You can darn well bet that the Koreans will feed those body parts to the hogs or dogs.
Good comments bump!
Tell you buddy that I- and a whole lot more Americans- agree with him. One American life is worth more than every Iraqi- every Muslim- in my opinion. I would have had our people home the day after we had Saddam and most of the Mid-East would be glass by now. No hesitation, and no guilt.
Tell him to stay safe, will you? And that his anger is ours.
Oh please! If my ego ever sees that post, I'll never hear the end of it!
And thanks. ;^)
Turning a mortal enemy into a staunch ally is never easy. Postwar Germany and Japan were plagued with problems that are so readily forgotten with the passage of time, but pacifying and helping to rebuild these countries was the right thing to do, for America.

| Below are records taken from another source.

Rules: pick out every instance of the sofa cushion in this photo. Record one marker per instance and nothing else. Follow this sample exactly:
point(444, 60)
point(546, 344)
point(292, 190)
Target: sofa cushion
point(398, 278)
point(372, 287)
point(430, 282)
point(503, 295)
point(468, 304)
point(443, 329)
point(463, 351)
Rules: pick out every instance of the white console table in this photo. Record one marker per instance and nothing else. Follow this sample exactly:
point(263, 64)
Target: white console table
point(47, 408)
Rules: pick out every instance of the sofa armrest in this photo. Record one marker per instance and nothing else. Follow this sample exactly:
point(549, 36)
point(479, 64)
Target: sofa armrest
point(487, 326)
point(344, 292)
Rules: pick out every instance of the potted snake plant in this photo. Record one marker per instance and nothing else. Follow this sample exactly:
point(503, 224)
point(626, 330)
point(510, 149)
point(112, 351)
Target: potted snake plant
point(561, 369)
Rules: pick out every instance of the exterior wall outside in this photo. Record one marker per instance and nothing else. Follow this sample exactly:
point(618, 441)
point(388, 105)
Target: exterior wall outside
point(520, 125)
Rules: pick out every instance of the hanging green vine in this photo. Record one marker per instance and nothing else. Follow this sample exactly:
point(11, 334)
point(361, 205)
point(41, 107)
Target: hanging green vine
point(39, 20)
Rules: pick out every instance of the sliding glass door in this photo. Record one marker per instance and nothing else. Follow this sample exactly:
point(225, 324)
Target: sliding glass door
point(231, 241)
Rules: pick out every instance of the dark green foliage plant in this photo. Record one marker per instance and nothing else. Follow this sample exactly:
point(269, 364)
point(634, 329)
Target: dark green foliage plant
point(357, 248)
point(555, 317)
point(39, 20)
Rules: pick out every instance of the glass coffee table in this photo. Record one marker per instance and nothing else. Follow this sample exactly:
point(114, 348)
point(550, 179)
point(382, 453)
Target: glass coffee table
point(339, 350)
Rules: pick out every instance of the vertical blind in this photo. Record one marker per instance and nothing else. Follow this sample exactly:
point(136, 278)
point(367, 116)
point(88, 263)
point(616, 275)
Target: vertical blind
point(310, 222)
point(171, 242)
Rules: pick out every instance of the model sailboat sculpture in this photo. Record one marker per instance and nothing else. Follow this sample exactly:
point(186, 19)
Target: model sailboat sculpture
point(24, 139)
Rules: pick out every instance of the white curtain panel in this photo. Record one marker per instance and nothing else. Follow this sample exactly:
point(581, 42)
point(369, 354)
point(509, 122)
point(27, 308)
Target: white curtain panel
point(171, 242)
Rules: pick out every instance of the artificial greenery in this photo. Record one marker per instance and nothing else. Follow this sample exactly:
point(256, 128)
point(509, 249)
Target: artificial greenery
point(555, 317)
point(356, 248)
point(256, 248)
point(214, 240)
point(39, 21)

Our President cannot openly reveal the U.S. strategy for the Middle East because to do so would cost uncountable American lives. F.D.R. did not announce U.S. war plans publicly, either. But it is a good strategy and, unlike so many strategies past, it is not an expedient, but a long-term vision that solves difficult, lingering, previously insoluble problems and eliminates dangerous threats to our nation once and for all.
Standing on Omaha Beach on D-Day, so many years past, it was not possible to see the liberation of Europe and the defeat of Nazi Germany, only the death, suffering and sense of tragedy among our troops. It was an awful and costly day. But it was only the beginning of the valiant and bloody ground battle to take back western Europe that the Allies would eventually win. So it is today in Iraq.
As this strategy unfolds and bears fruit, America will look back on the work that has been done in Afghanistan and Iraq and marvel. We will see how that work has directly protected our nation and set the stage for a much brighter future for us all. And we will never forget those who gave the ultimate sacrifice to achieve this.
If that's not worth fighting for, nothing is.